Case in point for Nick Cave and the Bad Seeds and the song "We Call Upon the Author." It's from his excellent CD Dig!!! Lazarus Dig!!!

Cave has been known to be quite the intense fellow, so his latest album with the Bad Seeds came as a surprise because of its liberal use of humor. I usually like to line up Dig!!! Lazarus Dig!!! alongside another band who is big into literary composition: The Dirty Projectors. In the liner notes of that band's last album, Bitte Orca, there is a photo of the band's cagey frontman Dave Longstreth staring into the eyes of Nietzsche. The photo was ridiculous, ripe for parody.

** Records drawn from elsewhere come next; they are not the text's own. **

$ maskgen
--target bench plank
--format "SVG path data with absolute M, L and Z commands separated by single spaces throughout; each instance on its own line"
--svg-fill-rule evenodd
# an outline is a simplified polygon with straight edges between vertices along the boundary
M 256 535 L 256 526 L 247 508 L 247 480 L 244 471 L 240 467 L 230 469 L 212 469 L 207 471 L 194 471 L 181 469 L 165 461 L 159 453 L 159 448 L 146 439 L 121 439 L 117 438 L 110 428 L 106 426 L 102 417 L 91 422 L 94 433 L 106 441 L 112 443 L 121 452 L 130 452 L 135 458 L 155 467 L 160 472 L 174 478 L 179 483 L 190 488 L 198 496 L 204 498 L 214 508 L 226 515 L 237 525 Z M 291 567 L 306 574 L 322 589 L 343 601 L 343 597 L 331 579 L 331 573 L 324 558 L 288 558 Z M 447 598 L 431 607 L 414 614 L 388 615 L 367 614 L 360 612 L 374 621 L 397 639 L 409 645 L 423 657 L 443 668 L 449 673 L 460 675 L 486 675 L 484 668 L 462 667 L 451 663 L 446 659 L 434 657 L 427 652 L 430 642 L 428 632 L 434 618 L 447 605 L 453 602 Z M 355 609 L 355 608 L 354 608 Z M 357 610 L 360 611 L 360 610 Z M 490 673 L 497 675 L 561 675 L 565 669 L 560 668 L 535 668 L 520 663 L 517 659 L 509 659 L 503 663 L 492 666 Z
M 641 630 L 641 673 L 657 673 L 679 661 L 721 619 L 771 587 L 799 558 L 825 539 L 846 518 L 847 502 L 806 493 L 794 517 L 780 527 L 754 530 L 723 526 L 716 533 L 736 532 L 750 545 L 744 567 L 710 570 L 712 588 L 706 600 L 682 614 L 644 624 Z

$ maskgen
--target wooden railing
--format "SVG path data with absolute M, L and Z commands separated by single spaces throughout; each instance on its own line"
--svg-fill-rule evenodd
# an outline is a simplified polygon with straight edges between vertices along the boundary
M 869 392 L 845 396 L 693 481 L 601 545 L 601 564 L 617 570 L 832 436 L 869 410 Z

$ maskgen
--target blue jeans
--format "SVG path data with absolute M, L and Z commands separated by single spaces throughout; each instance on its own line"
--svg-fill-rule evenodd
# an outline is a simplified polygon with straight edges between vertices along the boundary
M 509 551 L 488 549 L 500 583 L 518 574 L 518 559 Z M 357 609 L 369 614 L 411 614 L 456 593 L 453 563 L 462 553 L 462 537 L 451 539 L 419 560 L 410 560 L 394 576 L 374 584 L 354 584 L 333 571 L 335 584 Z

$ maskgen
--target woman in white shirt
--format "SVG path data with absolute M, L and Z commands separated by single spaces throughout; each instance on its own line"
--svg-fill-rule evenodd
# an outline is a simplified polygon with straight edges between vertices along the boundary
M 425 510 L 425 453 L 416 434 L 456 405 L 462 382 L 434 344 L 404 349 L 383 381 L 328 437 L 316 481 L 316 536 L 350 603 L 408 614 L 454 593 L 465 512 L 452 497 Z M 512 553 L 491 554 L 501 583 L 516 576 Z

The same can be said for the album, an example of Brooklyn hipsterdom run a mock.

As much as Bitte Orca grates me, I can't help admit that I gave Nick Cave a pass for pulling a similar trick throughout Dig!!! Lazarus Dig!!! That album is rich with literary references that if done by any upstart indie band, I would most likely dismiss as woefully pretentious. But it fits Cave perfectly. Why? Most likely because Cave has the luxury of amassing years of credibility. But even if Dig!!! Lazarus Dig!!! was his debut album, I could still give his literary references a pass because they're so damn funny. A band like Dirty Projectors may sing about reading Bukowski on a rooftop. Cave just shouts the bastard down.

Bukowski was a jerk, Berryman was the best
He wrote like wet paper maché but he went the Hemingway

Could an artist other than Nick Cave get away with writing a lyric like that without sounding pretentious? Probably. Could any other artist do it with such a shit-eating grin? Likely not.